Partially Implemented

ID	Item	Priority	Current State	Missing
K-10	Platform filtering	P2	`detect_platform()` called	`rule_applies_to_platform()` not used to filter before evaluation
K-11	Host context in evidence	P2	`SystemInfoCollector` gathers facts	Not stored alongside findings; groups + effective vars missing
K-12	Bulk scan via Kensa ThreadPoolExecutor	P3	One Kensa invocation per host	Kensa has `--workers N` (max 50) parallelizing across hosts on one SSH thread each. Needs inventory file generation + result fan-out

Go Rebuild — Deferred Features

Item	Priority	Status	Notes
Retention sweep for soft-deleted hosts	P3	Not started	Soft-deleted hosts (`hosts.deleted_at` set by `internal/host/host.go:298 SoftDelete`) are retained indefinitely — no purge job exists anywhere, confirmed by a soft-deleted row from 2026-05-25 still present in the dev DB. The row stays for scan-history/audit integrity but is hidden from every query (`WHERE deleted_at IS NULL`). Add an optional retention sweep (a daemon-orchestration tick that hard-deletes `hosts WHERE deleted_at < now() - $window`, cascading scan history), with an operator-configurable window that defaults to disabled (keep forever).
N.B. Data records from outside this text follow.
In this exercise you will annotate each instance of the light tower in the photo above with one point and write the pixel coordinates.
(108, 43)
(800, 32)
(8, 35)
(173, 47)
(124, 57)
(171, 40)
Low urgency — host volume is trivial — but closes unbounded soft-deleted-row growth and gives operators a real "forget this host" path
`PATCH /api/v1/credentials/{id}` — in-place credential update	P2	Deferred	Frontend uses replace-on-save (`<ReplaceCredentialModal>` runs `POST → DELETE`). Real PATCH would close the orphan-credential failure mode
`POST /api/v1/bulk/hosts/analyze-csv` + `import-with-mapping`	P2	Deferred	Today the wizard runs CSV analysis client-side and submits row-by-row — no atomic semantics, no "update existing", no row caps
Standalone SSH-key vault	P3	Deferred	Today every credential owns its own key material; no first-class "SSH key" resource. Worth doing when rotation cadence forces N-credentials-share-1-key
Track B SSE: invalidate `['scans']` / `['transactions']` / `['groups']` query keys	P2	Deferred	Depends on those pages landing. Wire alongside the pages, don't retrofit
Track B SSE: `Last-Event-ID` resume cursor	P3	Deferred	Events published while disconnected are lost. Needs persistent event ring; defer until operators report missed transitions
Track B SSE: bus drop counter on a metrics endpoint	P3	Deferred	`eventbus.Bus.Metrics()` exposes counters but nothing scrapes them. Plumb `/api/v1/system/eventbus/metrics` or merge into existing metrics endpoint
Specter `sync` ignores `settings.tests_glob`	P3	Worked around	CI passes `--tests '*/'`; upstream bug. Documented in `specter.yaml`
Strip redundant header `// @ac` traceability blocks (~185 `unreachable_annotation` warnings)	P3	Deferred	`specter check --test` is at 0 errors and gated in CI, but still emits ~185 warnings from top-of-file `// @ac` summary blocks that duplicate per-test annotations. Non-blocking under the non-strict gate. Can't be a mechanical sweep: de-annotating risks dropping source-walk coverage for any AC covered only via its header block — needs a per-AC check first. Once clean, the gate could be tightened to fail on warnings too

Documentation

ID	Item	Priority	Status	Notes
DOC-1	CLAUDE.md "Packaging Infrastructure" describes a Python-era layout that doesn't exist in the Go native package	P2	Open	The section claims package contents include `/opt/openwatch/backend/` (Python backend + requirements.txt), `/opt/openwatch/frontend/` (built SPA), and `/opt/openwatch/backend/kensa/` (rules, mappings, config, 508 rules), plus systemd units `openwatch-api`/`openwatch-worker@`/`openwatch-beat` and an nginx reverse proxy. None of that matches the rc7 Go RPM/DEB: the payload is a single `openwatch` Go binary (with embedded SPA), `openwatch.toml`, `openwatch.service`, and demo TLS certs (`packaging/rpm/openwatch.spec` + `build-rpm.sh`). The Kensa-rules-bundled claim is the same gap tracked in PKG-2. Fix: rewrite the section to match the Go packaging, or banner it as historical Python-era reference like the other frozen sections

Deferred Dependency Upgrades

Dependabot major bumps closed (skipped) 2026-06-16, with the reason + revisit path. Dependabot re-raises each on its next version bump.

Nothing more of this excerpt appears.